This firehouse was opened on February 20, 1888 when Engine Company 33 and Ladder Company 15 were organized in this new firehouse. Engine 33 and Ladder 15 have remained here, excluding several brief periods of interior renovation, since 1888.
This historic building which also housed, until 1976, Boston Police Station 16 on the left (looking at) was designed by city architect Arthur H. Vinal in the Richardsonian Romanesque style made popular by famous architect Henry Hobson Richardson. From 1976 to 2007 the old police station was the home of the Institute of Contemporary Art. In 2007 it was acquired by Boston Architectural College.
The firehouse is located at 941 Boylston Street at the corner of Hereford Street, in the Back Bay section of the city.
When construction of the firehouse was complete, it could not be occupies because the street grade had not reached the apparatus doors.
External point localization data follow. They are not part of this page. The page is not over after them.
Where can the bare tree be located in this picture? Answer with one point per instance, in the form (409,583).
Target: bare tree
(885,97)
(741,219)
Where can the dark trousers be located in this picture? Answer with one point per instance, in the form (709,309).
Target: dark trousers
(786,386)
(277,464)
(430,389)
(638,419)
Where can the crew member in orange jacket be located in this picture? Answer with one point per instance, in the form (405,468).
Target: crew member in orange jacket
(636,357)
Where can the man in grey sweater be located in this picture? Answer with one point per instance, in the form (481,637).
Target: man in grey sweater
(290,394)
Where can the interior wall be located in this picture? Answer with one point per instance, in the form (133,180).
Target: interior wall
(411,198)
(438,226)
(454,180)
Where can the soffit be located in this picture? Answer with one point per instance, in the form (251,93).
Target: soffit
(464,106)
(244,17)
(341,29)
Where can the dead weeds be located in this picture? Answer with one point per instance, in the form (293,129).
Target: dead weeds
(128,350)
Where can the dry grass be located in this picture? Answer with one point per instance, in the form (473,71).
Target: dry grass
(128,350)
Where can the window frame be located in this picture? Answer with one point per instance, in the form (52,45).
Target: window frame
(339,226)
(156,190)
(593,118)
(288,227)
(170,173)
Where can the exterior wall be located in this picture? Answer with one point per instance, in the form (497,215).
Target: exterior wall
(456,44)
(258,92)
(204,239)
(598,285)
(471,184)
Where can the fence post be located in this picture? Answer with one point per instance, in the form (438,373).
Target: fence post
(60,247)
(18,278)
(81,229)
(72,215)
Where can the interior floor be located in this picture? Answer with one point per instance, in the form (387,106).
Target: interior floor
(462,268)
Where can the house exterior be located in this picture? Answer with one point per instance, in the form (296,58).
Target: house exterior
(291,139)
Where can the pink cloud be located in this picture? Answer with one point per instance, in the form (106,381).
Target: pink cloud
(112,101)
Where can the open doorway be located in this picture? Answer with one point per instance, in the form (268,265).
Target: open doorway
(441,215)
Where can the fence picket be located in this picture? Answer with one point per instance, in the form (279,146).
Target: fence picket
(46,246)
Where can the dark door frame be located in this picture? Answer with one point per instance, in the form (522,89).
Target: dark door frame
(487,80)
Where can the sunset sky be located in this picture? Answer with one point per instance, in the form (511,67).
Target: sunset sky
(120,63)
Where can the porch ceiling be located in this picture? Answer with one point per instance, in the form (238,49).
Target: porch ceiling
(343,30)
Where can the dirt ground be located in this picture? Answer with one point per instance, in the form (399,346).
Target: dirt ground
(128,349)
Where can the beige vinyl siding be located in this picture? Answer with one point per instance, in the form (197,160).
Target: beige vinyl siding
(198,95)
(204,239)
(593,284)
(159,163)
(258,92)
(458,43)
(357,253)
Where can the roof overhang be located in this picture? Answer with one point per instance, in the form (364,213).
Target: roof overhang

When the grading had been raised to a level to traverse the adjacent railroad tracks, it matched-up to the apparatus doors and the firehouse was occupied.
This landmark building is a popular destination for visitors from out of town, due to its unique architecture, location near many hotels, and fire apparatus parked just a step in from the sidewalk.
Four plaques are mounted on the exterior of the firehouse to commemorate four firefighters who died in the Line Of Duty.
Engine 33 and Ladder 15 have a large response area, covering the Back Bay, South End, Fenway, and Roxbury.
Engine 33 is always among the most active fire companies in the city and responds to approximately 4100 incidents per year. Ladder 15 is also very busy and responds to approximately 3800 incidents per year.